First, Mr. Dean, who defines hate speech? What is hateful to you may not be hateful to me and vice versa. Are you the arbiter of what hate speech is? On the other hand, I am no more the arbiter of what hate speech is any more than Mr. Dean. We are on opposite sides of the political spectrum, and I would ascertain that were our opinions of what hate speech is, the end of free speech would be upon us as a so-called civilization.
But Dean is merely a symptom of a greater problem – that free speech for all on college campuses creates a free-for-all amongst apoplectic liberal anarchists who believe it is their right to prevent conservatives from speaking on their sacred campuses, by any means necessary. Simply see the violence perpetrated by lefty-loons upon the visit of conservative political scientist Charles Murray to Middlebury College in Dean’s home state of Vermont.
See also the violence at Berkeley in February, to the tune of $100,000 in damages when conservative Milo Yiannapolis was slated to speak. Now, with Coulter scheduled for April 27, UC Chancellor Nicholas Dirks took it upon himself to cancel her speaking engagement fearing for her safety. This at the “home of the free speech movement,” said Dirks when suggesting Ms. Coulter would not be safe on campus.
Dirks and his security team have a responsibility to ensure the safety of all who visit the UC-Berkeley campus. By disallowing Coulter, Dirks is surrendering his campus (as if it had not already been) to the far-left, who ironically lead the “be tolerant of everybody and everything unless it is conservative” movement. They are truly hypocritical. Even senators Bernie Sanders (S-VT) and Elizabeth Warren (D-MA) support Coulter’s right to speak at Berkeley.

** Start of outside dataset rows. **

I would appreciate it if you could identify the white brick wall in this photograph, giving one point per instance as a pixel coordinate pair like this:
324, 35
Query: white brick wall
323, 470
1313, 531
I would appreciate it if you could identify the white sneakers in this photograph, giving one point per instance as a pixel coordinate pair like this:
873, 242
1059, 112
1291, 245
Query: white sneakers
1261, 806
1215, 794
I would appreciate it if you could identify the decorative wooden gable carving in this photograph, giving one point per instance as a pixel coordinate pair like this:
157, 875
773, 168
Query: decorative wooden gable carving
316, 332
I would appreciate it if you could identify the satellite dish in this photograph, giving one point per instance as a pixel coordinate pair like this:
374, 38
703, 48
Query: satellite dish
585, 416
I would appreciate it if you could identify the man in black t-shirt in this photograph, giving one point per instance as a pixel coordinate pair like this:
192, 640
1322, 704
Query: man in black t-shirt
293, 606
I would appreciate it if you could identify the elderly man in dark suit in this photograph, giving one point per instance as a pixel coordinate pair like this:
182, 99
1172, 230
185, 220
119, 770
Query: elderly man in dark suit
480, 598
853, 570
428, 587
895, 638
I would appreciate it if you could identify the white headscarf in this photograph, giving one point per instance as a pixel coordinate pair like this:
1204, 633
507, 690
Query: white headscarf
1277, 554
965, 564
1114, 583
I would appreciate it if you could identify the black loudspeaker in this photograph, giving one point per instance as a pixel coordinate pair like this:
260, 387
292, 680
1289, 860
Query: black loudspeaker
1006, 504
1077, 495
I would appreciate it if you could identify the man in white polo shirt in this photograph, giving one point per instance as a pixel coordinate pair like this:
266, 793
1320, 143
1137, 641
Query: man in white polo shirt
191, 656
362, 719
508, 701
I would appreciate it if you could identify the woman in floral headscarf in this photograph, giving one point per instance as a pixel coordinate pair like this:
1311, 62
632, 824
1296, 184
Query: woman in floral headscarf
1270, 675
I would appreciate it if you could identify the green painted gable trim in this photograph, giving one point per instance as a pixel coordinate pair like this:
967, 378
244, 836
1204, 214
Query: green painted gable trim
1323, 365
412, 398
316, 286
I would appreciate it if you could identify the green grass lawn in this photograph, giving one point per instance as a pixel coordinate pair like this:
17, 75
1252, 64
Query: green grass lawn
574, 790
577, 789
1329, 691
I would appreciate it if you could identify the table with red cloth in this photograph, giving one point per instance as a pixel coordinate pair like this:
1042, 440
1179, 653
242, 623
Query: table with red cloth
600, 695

Free speech is for all Americans and should be protected. It’s easy to support speech with which we agree, but the real challenge is to support that which we disagree. And boy, are those campus cupcakes challenged. These anarchists will stop at nothing to shut down any conservative voice, again, by any means necessary. Of what are they really afraid? The real hate speech is derived by the anarchists with their threats and acts of violence.
Former San Francisco 49er quarterback Colin Kaepernick ruffled a lot of feathers during the 2016 NFL season by opting not to stand during the National Anthem. This spurred many a debate. I thought it was wrong, disrespectful, and offensive of Kaepernick to take a knee, but was his right to do so. The now unemployed football player was recently named one of the 100 most influential people by Time. Does anybody still read that magazine?
After some mild outrage and threats of law suits, Dirks wanted to move Coulter’s speech to May 2, but Coulter rejected that notion. She said that date is unacceptable; the reasons are unimportant, and said she still plans on keeping her original speaking date. I hope she does, and that a huge throng turns out to hear her speech – from both sides of the aisle. Let them agree to disagree and then debate the issues in a civilized, non-violent manner. After all, the answer to objectionable speech is not silence and violence, but more speech. The right must inspire thinking on every campus across the fruited plain by inviting as many conservatives to speak as possible. The intolerant anarchists will continue to out themselves for what they are.
Sanford D. Horn is a writer and educator living in Westfield, IN.